By 1991, the pressure on industry to focus on development and largely abandon basic and applied research had so negatively impacted IRAD that Congress passed a statute — codified as Section 2372 of Title 10 — barring the department from issuing regulations which would “infringe on the independence of a contractor to choose which technologies to pursue in its research-and-development program.” In 1993, the office of the undersecretary of defense for acquisition and technology published a memorandum acknowledging a necessary shift in the department’s approach to IRAD, given the revised statute’s directive to restore the industry’s independence in such projects.
This new law should have enabled contractors to determine the blend of basic research, applied research and development, and the law also should have restrained the department from attempting to channel IRAD funds to favored later-stage development projects. In reality, however, research budgets were shrinking and the needs for fifth- and sixth-generation weapons and technologies disappeared. Increasingly over the last 15 years, the department has attempted to channel independent spending by the use of caps, narrow constructions of “potential military relevance,” threats regarding determinations of cost “reasonableness” and other efforts to focus IRAD-slated funds on express contract purposes. These new rules appear to be the culmination of this trend to curtail industry’s independence in utilizing the funding.
Ironically, new restrictions come right as Congress amended the statute to further limit the department’s ability to intrude into industry’s decision-making. The National Defense Authorization Act of 2016 — effective October 2017 — rewrites 10 U.S.C. § 2372 in significant ways, including removing the department’s unilateral ability to define “potential military relevance” and to remove the “reasonableness” test for costs. What is clear is that Congress and the Defense Department have taken differing views of how IRAD should be handled.

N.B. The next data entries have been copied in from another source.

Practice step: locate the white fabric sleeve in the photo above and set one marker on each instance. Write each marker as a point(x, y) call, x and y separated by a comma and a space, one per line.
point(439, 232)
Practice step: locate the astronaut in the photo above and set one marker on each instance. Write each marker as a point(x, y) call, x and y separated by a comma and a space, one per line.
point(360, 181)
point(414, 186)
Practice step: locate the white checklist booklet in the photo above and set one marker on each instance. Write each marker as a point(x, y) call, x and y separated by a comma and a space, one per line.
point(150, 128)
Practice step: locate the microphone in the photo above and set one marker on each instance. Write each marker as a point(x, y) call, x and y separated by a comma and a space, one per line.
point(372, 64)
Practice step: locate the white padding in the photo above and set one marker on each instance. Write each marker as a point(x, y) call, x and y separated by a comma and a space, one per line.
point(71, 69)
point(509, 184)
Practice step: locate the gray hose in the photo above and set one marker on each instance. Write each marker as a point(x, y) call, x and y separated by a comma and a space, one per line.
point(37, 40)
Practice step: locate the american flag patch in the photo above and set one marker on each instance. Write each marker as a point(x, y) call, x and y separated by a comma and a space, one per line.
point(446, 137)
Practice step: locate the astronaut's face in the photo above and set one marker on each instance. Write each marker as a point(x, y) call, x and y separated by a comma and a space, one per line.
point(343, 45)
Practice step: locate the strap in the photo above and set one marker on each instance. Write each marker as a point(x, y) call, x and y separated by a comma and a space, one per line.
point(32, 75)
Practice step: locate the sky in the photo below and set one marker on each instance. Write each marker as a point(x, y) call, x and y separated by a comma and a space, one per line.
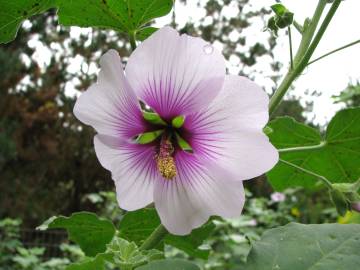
point(329, 76)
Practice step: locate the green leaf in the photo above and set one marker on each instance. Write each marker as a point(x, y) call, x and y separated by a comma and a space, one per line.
point(183, 144)
point(128, 256)
point(126, 15)
point(138, 225)
point(335, 156)
point(96, 263)
point(174, 264)
point(145, 32)
point(86, 229)
point(148, 137)
point(307, 247)
point(14, 12)
point(191, 242)
point(153, 118)
point(178, 121)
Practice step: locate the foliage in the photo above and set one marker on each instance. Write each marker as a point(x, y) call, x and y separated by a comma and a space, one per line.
point(298, 246)
point(37, 130)
point(335, 155)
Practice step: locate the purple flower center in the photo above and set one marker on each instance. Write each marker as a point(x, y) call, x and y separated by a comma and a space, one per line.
point(168, 137)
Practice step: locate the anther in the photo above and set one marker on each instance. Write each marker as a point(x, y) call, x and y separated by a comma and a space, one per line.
point(164, 160)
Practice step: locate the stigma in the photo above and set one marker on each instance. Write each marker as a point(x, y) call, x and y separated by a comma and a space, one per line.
point(164, 159)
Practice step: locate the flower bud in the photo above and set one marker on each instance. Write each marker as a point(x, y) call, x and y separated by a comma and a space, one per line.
point(355, 207)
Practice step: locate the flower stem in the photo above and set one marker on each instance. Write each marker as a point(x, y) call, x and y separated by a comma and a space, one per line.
point(132, 40)
point(290, 47)
point(155, 238)
point(320, 177)
point(306, 49)
point(302, 148)
point(334, 51)
point(298, 27)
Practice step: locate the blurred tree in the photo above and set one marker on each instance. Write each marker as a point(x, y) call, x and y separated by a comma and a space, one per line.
point(350, 96)
point(47, 160)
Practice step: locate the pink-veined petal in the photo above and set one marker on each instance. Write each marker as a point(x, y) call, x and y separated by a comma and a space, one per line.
point(110, 105)
point(175, 74)
point(230, 130)
point(196, 193)
point(132, 168)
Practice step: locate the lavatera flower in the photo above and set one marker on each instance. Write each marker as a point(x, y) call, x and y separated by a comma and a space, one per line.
point(175, 130)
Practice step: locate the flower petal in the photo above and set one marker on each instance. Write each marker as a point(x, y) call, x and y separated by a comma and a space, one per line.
point(110, 105)
point(132, 167)
point(230, 130)
point(175, 74)
point(187, 201)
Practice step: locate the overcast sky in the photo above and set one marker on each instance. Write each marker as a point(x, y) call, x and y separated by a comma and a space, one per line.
point(328, 76)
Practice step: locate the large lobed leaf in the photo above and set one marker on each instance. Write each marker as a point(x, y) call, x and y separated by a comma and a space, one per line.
point(173, 264)
point(129, 16)
point(307, 247)
point(86, 229)
point(138, 225)
point(338, 159)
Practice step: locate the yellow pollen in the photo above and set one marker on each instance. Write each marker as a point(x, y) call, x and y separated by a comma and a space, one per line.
point(166, 166)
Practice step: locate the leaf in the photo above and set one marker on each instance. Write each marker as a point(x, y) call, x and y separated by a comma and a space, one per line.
point(174, 264)
point(145, 32)
point(124, 16)
point(14, 12)
point(304, 247)
point(96, 263)
point(191, 242)
point(138, 225)
point(335, 156)
point(86, 229)
point(128, 256)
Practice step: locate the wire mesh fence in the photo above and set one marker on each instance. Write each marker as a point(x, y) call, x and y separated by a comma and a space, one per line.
point(49, 240)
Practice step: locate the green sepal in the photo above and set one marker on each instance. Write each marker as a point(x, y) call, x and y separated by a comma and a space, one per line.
point(148, 137)
point(183, 144)
point(178, 121)
point(267, 130)
point(153, 118)
point(279, 9)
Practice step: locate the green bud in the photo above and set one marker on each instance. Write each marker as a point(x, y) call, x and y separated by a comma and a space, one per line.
point(178, 121)
point(153, 118)
point(148, 137)
point(285, 20)
point(183, 144)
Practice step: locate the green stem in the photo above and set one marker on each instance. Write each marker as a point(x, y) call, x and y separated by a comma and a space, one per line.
point(290, 47)
point(320, 177)
point(302, 148)
point(305, 51)
point(132, 40)
point(334, 51)
point(155, 238)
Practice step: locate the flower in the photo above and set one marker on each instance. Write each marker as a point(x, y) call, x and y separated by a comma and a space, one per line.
point(175, 130)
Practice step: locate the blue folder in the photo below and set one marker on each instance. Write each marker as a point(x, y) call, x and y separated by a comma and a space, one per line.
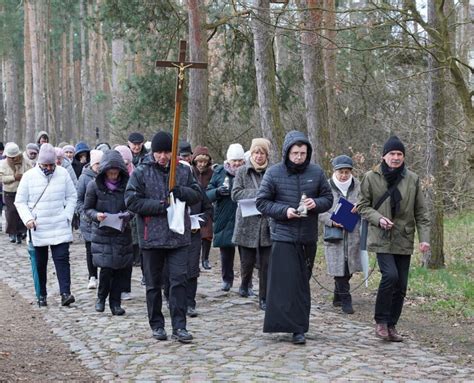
point(343, 216)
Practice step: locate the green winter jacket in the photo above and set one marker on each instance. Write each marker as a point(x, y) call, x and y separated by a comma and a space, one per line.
point(413, 213)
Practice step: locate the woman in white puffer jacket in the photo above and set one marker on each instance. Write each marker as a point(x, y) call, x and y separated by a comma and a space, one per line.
point(45, 200)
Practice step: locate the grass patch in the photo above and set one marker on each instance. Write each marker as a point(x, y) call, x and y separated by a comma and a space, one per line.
point(448, 291)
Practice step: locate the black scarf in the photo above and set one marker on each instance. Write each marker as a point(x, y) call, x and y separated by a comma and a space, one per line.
point(296, 168)
point(393, 178)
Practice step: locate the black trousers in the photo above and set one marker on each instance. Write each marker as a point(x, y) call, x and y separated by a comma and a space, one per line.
point(227, 263)
point(60, 255)
point(111, 284)
point(249, 257)
point(90, 266)
point(392, 288)
point(153, 263)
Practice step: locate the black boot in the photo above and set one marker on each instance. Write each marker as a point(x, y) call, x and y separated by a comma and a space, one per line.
point(205, 249)
point(336, 299)
point(346, 299)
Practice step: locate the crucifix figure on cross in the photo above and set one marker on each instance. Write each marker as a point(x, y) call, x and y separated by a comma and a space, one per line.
point(181, 65)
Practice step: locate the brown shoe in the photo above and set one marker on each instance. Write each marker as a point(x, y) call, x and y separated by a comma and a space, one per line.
point(393, 335)
point(381, 331)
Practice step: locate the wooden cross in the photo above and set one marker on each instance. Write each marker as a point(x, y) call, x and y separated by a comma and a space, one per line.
point(181, 65)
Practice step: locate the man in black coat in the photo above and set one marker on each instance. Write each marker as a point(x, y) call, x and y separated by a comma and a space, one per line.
point(147, 195)
point(294, 232)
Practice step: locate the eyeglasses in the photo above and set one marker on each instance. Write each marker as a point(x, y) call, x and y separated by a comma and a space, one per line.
point(48, 166)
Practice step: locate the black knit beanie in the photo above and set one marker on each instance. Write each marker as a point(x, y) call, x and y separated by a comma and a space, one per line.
point(393, 143)
point(162, 142)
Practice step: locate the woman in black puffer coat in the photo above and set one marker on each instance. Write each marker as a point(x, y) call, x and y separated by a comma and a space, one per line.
point(112, 249)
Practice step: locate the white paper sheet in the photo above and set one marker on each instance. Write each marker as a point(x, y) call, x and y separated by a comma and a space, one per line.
point(113, 221)
point(248, 207)
point(195, 219)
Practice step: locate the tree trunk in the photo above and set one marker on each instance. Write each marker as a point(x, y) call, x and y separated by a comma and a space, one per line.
point(14, 132)
point(90, 133)
point(2, 108)
point(314, 82)
point(270, 121)
point(198, 78)
point(65, 95)
point(28, 81)
point(435, 150)
point(85, 91)
point(329, 57)
point(76, 105)
point(37, 70)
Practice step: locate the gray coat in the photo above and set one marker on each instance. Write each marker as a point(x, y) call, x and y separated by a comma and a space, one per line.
point(251, 231)
point(349, 247)
point(85, 222)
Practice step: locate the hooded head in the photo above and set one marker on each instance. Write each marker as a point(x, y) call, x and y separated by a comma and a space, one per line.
point(112, 159)
point(11, 150)
point(295, 142)
point(47, 155)
point(42, 137)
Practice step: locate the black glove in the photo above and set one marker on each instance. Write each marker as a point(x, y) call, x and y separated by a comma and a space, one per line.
point(125, 217)
point(223, 191)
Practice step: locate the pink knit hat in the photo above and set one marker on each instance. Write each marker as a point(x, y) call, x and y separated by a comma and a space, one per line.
point(125, 152)
point(96, 156)
point(47, 155)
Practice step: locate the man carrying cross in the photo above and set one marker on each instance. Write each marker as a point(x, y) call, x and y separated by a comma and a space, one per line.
point(147, 195)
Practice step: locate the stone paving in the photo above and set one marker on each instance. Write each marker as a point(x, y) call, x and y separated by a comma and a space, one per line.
point(228, 340)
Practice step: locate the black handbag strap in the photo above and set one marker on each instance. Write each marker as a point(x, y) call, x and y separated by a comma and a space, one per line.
point(41, 195)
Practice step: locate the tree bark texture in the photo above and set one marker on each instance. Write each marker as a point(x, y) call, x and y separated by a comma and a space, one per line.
point(314, 82)
point(34, 19)
point(198, 78)
point(435, 151)
point(263, 34)
point(28, 81)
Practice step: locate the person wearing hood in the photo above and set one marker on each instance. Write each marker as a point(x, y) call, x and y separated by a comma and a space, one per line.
point(12, 170)
point(81, 158)
point(147, 196)
point(46, 200)
point(127, 157)
point(292, 193)
point(42, 138)
point(219, 193)
point(111, 247)
point(31, 154)
point(392, 201)
point(136, 145)
point(88, 174)
point(69, 152)
point(61, 160)
point(202, 171)
point(342, 256)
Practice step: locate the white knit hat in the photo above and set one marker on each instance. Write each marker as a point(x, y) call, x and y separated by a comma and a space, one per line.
point(235, 152)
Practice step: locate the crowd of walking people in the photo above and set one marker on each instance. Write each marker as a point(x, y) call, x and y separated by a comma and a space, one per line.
point(118, 198)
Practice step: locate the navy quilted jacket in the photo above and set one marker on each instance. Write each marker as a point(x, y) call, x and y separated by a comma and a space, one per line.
point(147, 194)
point(282, 189)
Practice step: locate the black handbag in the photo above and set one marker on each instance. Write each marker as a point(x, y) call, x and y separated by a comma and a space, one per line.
point(333, 234)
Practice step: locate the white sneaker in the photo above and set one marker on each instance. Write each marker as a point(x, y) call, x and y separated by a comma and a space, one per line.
point(126, 296)
point(92, 283)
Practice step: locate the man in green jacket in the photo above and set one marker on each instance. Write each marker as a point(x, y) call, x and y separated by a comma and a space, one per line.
point(392, 230)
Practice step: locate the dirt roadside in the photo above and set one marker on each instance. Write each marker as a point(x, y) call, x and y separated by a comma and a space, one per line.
point(29, 351)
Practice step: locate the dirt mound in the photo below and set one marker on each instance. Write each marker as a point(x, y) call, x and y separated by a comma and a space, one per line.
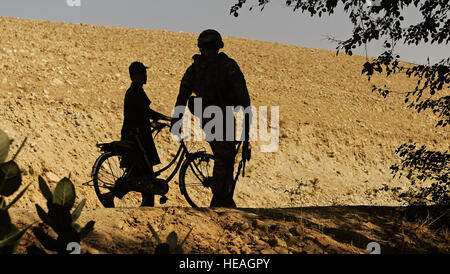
point(315, 230)
point(62, 86)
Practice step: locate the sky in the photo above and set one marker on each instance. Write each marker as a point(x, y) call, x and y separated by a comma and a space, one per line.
point(276, 23)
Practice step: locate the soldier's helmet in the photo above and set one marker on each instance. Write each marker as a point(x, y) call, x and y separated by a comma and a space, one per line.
point(210, 39)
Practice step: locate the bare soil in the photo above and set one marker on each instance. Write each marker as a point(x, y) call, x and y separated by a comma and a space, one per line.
point(62, 86)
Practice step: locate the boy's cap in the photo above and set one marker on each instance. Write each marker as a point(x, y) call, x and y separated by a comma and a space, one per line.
point(137, 67)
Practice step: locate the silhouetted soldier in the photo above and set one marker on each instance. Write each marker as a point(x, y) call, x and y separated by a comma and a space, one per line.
point(218, 80)
point(136, 123)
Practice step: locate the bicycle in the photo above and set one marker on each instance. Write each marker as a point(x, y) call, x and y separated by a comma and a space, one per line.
point(195, 176)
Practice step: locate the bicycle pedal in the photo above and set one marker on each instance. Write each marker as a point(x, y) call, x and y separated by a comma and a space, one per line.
point(163, 200)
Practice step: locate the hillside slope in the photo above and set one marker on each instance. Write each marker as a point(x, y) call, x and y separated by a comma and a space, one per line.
point(62, 86)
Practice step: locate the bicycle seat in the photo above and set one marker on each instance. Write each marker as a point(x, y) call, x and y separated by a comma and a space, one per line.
point(117, 146)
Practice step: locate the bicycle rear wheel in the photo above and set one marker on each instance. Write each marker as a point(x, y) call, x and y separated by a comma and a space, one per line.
point(196, 178)
point(106, 173)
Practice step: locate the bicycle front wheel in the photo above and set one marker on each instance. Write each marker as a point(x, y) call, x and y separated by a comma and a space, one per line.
point(195, 179)
point(106, 173)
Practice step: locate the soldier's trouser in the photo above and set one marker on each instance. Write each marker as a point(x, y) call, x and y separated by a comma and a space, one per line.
point(223, 181)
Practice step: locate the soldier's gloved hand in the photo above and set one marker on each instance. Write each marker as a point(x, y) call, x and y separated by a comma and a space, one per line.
point(174, 131)
point(246, 151)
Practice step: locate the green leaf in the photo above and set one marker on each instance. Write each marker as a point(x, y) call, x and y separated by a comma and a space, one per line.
point(64, 194)
point(10, 178)
point(9, 243)
point(86, 229)
point(4, 146)
point(155, 235)
point(17, 197)
point(77, 212)
point(45, 190)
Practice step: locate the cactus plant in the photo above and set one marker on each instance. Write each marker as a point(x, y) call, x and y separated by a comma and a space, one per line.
point(171, 246)
point(10, 182)
point(59, 218)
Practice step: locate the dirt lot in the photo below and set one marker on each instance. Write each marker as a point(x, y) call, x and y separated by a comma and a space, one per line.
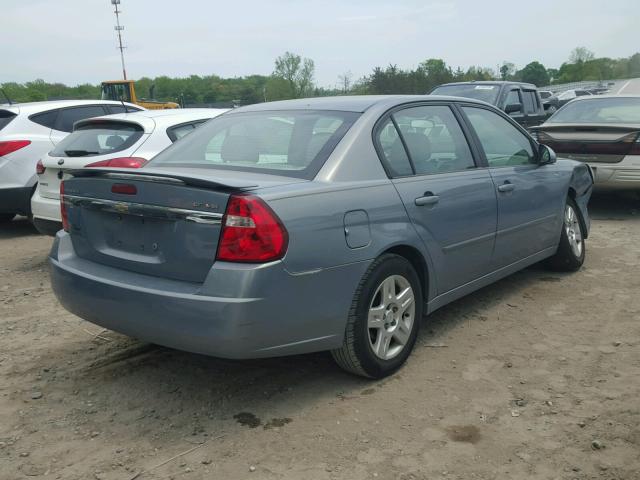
point(536, 377)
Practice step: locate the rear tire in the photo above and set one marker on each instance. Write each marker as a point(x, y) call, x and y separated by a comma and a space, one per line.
point(572, 248)
point(384, 319)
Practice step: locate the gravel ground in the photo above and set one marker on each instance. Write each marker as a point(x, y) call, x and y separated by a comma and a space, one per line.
point(535, 377)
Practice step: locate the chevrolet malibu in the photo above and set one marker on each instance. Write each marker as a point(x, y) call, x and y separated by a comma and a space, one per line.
point(319, 224)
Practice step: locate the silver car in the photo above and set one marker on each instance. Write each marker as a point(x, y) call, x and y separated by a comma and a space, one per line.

While Congress is the ultimate authority on the government purse, experience over the past 15 years has shown that the department still has significant influence in how independent R&D is implemented. The 2017 NDAA should be considered Congress’ final word on the subject for the time being, and the impending changes to the IRAD statute and the department’s reorganization to include the introduction of the undersecretary for research and engineering should be considered an opportunity to reconsider the entire subject of the contribution of IRAD and the critical steps necessary to enlarge the technology industrial base available for national defense purposes.
Herb Fenster is senior of counsel and Nooree Lee is an associate at Covington & Burling LLP.